Demo 3: Detecting DOUBLEPULSAR


​To detect unbacked code execution, we keep a list of memory ranges corresponding to the loaded drivers, and validate that the instruction pointer resides within one of those ranges.​ However, our proof of concept suffers from a few weaknesses, including the fact that PatchGuard itself uses unbacked pages in an attempt to hinder reverse engineering.  While it’s fun to catch PatchGuard, this false positive would need to be addressed in a reliable and robust manner, which is difficult given the fact that PatchGuard is undocumented and subject to change at any time.​ Another weakness is that kernel code has the ability to program the PMU. An attacker with knowledge of this system could reprogram the PMU or disable interrupts.​ Finally, as with all kernel drivers, this unbacked detection driver is vulnerable to data attacks, such as IAT patching or attacks on our policy structures. 

As we mentioned earlier, there are currently no kernel protections against ROP (rear flow CFG). Microsoft’s plan to defend against ROP requires Intel Control-flow Enforcement Technology (CET). While promising, CET doesn’t exist in any production processor today.

To cover this gap, we propose a PMU-based protection system that can detect rear flow control flow policy violations.​ We can configure the CPU’s Last Branch Recorded (LBR) mechanism to record every return in the kernel into a circular buffer. We can generate a control flow policy by scanning all the loaded drivers and identifying call instructions. Immediately after these call instructions are their corresponding return sites. The policy we generate is a bitmap listing these valid return sites. We generate policy at startup, and update it as new drivers are loaded.​

​Generating an interrupt for every return instruction is too costly. Instead we exploit the fact that ROP tends to generate a lot of branch mispredictions. We program the PMU to only generate interrupts for mispredicted branches. When the interrupt fires, we validate every return address that was recorded in the LBR.  If any of them are not in the aforementioned policy (aka not call preceded), we consider that a control flow violation.​ If you don’t tune these systems correctly, they can generate too many interrupts and adversely affect system performance. As the demo below shows, with proper tuning we saw roughly a 1% reduction in the JetStream browser benchmark score, while still maintaining 100% detection rate against our exploit.​ The final demo below walks through kernel mode ROP detection.

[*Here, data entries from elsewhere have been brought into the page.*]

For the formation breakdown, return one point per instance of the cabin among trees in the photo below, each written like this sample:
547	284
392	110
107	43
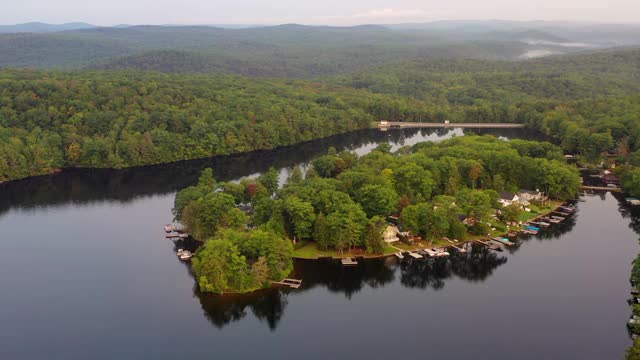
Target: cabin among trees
390	234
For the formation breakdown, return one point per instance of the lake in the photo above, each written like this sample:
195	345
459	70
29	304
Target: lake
87	273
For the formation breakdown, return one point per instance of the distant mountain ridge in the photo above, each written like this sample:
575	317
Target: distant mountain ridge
294	50
38	27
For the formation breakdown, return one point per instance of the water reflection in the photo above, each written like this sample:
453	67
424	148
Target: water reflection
475	266
82	186
267	305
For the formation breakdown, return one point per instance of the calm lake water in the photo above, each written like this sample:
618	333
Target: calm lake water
86	273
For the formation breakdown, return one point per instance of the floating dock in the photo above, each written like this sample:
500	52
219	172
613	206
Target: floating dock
503	241
349	262
430	252
460	249
491	246
292	283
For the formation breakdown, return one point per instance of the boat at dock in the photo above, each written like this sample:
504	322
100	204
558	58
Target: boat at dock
503	241
430	252
440	252
540	223
292	283
184	254
491	246
460	249
349	262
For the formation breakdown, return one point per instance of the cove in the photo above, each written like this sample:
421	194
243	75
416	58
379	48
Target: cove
86	272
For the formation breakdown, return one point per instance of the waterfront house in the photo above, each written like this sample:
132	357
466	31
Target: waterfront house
527	196
508	198
390	234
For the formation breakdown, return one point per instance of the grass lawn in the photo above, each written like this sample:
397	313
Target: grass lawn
310	250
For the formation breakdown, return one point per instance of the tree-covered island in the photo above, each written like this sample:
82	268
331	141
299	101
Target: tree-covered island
343	202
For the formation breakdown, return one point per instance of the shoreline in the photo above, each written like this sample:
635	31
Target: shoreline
445	247
370	127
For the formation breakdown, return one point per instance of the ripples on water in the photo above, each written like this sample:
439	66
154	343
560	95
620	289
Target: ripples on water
86	272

Demo 4: Detecting Kernel ROP




Windows platform security has greatly improved over the last decade, but kernel mode threats are still a big concern.​ To leverage the latest defenses from Microsoft, you should upgrade to the latest Windows 10 and enable as many protections as feasible in your organization (Secure Boot, VBS, HVCI, etc). Virtualization Based Security is the single largest pain point from a kernel mode attacker’s perspective, but unfortunately it does come with many compatibility issues. Ensure that you are collecting telemetry on the drivers being loaded across your endpoints. Leverage this data to spot anomalous or vulnerable drivers being loaded. Finally, leverage tools that allow you to hunt and detect kernel mode malware that may already be present in your network. Though this may seem like a large endeavor, we hope these two blogs and our two open source tools help raise awareness of kernel mode threats and facilitate protections as these threats evolve.